At 0507 GMT, the USD/JPY is trading 110.301, up 0.029 or +0.03%.
Trader indecision can be expected because yesterday’s strong rally was confusing to those that follow the traditional indicators – Treasury yields and demand for risk.
With yields tumbling on Wednesday and U.S. stocks finishing lower after giving back solid gains across the board, one would have thought the USD/JPY would’ve traded lower. Instead the Forex pair rallied.
I’m going to chalk up the rally to technical factors since going into the session, the Dollar/Yen was coming off of a potentially bullish closing price reversal bottom formed the day before.
At the end of the session, bruised and battered investors chalked up the price action to lingering global trade tensions which prompted traders to ditch most high-yielding currencies and a renewed focus on expectations the Federal Reserve will continue to raise interest rates.

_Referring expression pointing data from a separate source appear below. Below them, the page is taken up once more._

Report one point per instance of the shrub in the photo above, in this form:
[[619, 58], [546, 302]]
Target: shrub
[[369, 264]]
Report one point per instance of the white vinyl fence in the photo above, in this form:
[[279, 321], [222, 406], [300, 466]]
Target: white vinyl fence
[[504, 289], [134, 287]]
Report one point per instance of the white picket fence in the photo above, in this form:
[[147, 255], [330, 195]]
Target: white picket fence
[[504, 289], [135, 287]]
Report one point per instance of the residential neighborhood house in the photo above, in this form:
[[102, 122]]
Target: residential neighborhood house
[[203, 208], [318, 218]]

To recap Wednesday’s events, trade war concerns eased following the announcement that the Trump administration would take a softer stance toward Chinese investment than previously reported. This news first drove U.S. equity market higher then lower into the close. Additionally, U.S. Treasury yields drifted lower.
In economic news, the Commerce Department said Core Durable Goods Orders fell 0.3% versus a 0.5% estimate. The previous month was revised higher to 1.9%. Durable Goods Orders fell 0.6%, less than the expected -0.9%.

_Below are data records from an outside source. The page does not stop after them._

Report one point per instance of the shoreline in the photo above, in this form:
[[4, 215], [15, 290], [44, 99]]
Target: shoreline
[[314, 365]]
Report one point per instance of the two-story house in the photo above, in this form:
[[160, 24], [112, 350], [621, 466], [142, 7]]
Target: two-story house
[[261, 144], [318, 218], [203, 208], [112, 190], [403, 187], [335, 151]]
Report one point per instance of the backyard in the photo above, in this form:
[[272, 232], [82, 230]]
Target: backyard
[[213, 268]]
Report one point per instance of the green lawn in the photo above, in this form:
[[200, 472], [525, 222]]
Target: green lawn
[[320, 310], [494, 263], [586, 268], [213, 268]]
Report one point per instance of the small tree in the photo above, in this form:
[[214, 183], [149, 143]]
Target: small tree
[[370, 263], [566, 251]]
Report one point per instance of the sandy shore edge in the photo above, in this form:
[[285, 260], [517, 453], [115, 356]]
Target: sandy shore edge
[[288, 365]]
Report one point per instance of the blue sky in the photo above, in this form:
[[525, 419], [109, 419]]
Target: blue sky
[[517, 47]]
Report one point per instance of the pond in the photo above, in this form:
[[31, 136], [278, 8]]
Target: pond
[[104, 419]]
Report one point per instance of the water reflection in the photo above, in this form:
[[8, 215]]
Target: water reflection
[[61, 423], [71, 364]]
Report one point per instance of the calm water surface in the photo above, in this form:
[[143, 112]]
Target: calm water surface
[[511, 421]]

The Commerce Department also reported that the goods trade deficit declined 3.7 percent to $64.8 billion in May as an increase in exports outpaced a rise in imports. The government department also said wholesale inventories increased 0.5 percent in May and stocks at retailers gained 0.4 percent.
On Thursday, concerns over the deteriorating trade relationship between the U.S. and its trading partners in China and the European Union will continue to be the biggest influence on the price action. Traders should also continue to monitor the direction of U.S. Treasury yields and investor appetite for risk.

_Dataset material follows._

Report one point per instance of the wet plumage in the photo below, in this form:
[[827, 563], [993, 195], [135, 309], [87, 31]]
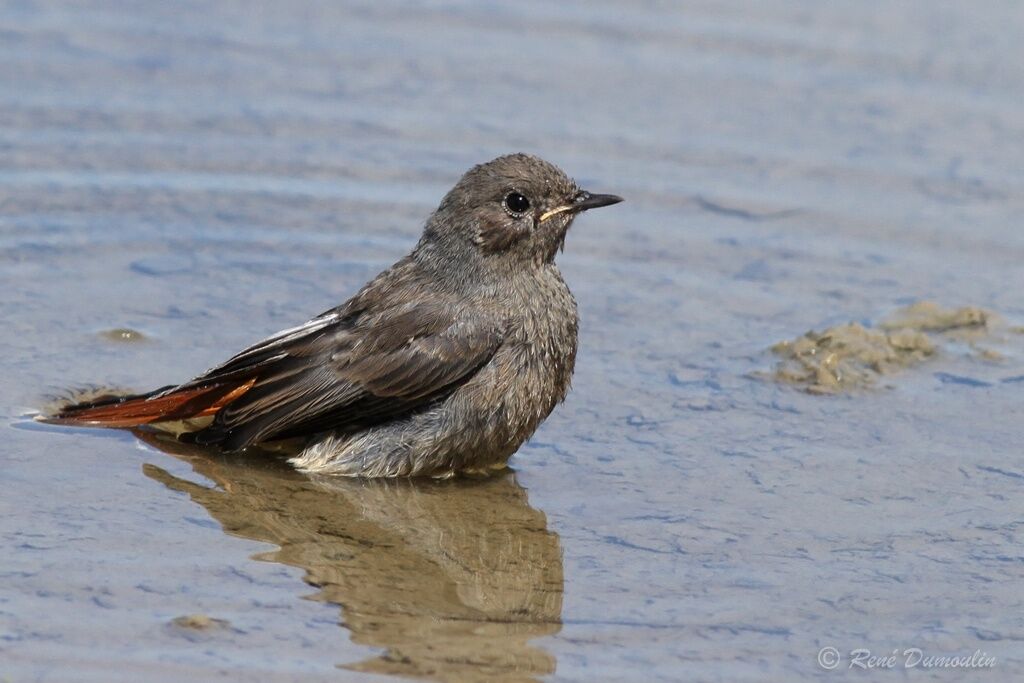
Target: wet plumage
[[446, 361]]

It’s also a major news day in the U.S. with the release of Final GDP figures, Weekly Unemployment Claims and a speech from FOMC Member Raphael Bostic.
The Final GDP report is expected to show 2.2% growth, unchanged from the preliminary report. Weekly Unemployment Claims are expected to come in at 220K. Bostic could move the dollar if he speaks about the impact of a trade war on economic growth and monetary policy. Earlier in the week, he said a trade war could hurt the economy and if it did, the Fed may have to cut an interest rate hike from its forecast.